Savaş yıkımdı. Sadece şehirleri değil; umutları, hayalleri, sevinçleri de yerle bir eden bir yıkımdı. Savaş acımasızdı. Yaşlı, kadın, çocuk demeden masumların canlarına kast eden acımasızdı. Savaş kan ve gözyaşıydı. Büyüdüğünde asker olmak isteyen oğlanların daha büyüyemeden asker olmasıydı. Küçük kız çocuklarının sulu boyalarla üstlerini kirletmesine müsaade vermeden kırmızılara boyayan bir kâtildi. Barış ise bu dünyaya uğramayan tek şeydi.
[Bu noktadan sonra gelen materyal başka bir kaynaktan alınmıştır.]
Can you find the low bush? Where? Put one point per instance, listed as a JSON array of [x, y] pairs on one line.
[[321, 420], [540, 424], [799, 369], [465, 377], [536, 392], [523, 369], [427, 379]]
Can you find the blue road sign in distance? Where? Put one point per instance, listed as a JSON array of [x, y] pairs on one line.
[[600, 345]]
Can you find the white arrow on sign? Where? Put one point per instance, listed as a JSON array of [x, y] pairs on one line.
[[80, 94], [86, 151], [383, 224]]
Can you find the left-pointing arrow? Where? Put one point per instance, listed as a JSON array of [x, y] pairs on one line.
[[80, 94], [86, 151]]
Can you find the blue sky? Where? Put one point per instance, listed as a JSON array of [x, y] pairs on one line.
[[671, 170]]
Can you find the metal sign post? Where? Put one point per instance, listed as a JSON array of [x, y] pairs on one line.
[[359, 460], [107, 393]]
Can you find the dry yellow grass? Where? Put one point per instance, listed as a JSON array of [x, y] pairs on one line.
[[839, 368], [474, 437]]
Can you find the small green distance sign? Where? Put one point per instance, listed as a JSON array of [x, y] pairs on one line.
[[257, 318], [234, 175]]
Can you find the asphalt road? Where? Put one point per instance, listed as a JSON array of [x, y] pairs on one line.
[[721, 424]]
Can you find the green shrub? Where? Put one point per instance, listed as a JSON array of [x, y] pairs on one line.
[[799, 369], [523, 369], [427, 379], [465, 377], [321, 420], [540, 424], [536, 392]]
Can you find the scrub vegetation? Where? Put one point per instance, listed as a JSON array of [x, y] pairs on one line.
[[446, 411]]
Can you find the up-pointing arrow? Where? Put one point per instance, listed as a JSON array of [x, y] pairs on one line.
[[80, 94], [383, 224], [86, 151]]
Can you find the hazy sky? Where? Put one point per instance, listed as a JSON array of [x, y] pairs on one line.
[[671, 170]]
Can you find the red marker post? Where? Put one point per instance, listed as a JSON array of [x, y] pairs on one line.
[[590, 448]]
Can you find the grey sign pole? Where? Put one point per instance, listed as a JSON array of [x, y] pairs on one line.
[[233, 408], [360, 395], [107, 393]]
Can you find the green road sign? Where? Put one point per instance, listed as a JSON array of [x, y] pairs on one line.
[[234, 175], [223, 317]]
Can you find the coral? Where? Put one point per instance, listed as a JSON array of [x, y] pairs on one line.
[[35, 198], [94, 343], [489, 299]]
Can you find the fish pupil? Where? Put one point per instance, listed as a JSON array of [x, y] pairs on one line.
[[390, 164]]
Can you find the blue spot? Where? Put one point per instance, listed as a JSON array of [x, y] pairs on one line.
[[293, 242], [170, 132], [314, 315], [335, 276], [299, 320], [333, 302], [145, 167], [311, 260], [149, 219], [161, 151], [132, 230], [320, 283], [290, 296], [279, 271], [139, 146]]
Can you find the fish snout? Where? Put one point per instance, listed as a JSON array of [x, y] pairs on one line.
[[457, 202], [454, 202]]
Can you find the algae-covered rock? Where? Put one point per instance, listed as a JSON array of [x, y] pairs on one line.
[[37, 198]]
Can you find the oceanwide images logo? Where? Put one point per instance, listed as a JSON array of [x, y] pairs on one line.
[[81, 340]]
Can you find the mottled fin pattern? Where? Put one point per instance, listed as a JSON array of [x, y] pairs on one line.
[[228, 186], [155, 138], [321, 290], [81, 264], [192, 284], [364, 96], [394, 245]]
Benim bir ailem yoktu. Beni devletim büyüttü. Ve şimdi devletime olan borcumu ödüyordum. Savaşın kalbine göndermişlerdi beni ama öyle alelade bir görev için değil. Düşman istihbaratının içine sızıp ajanlık yapmam için. Bu benim için çok zordu. Mesela bazen kazandıkları zaferler için kutlama yapıyorlardı. Orada hepsini kurşuna dizmemek için kendimi zor tutuyordum. Masum bebek cesetleri üzerinden eğleniyorlardı. Onlar gibi görünmek çok zordu. Ama bu zorluklar için eğitilmiştim. Dövüş sporlarının çoğunu öğrenmiştim. Bir çilingirden daha iyi çilingirci, bir dağcıdan daha iyi dağcıydım. Yedi dil biliyordum. Bunun haricinde mors kodunu da öğrenmiştim. Ülkemde benimle irtibata geçmek isteyen mors koduyla irtibata geçiyordu.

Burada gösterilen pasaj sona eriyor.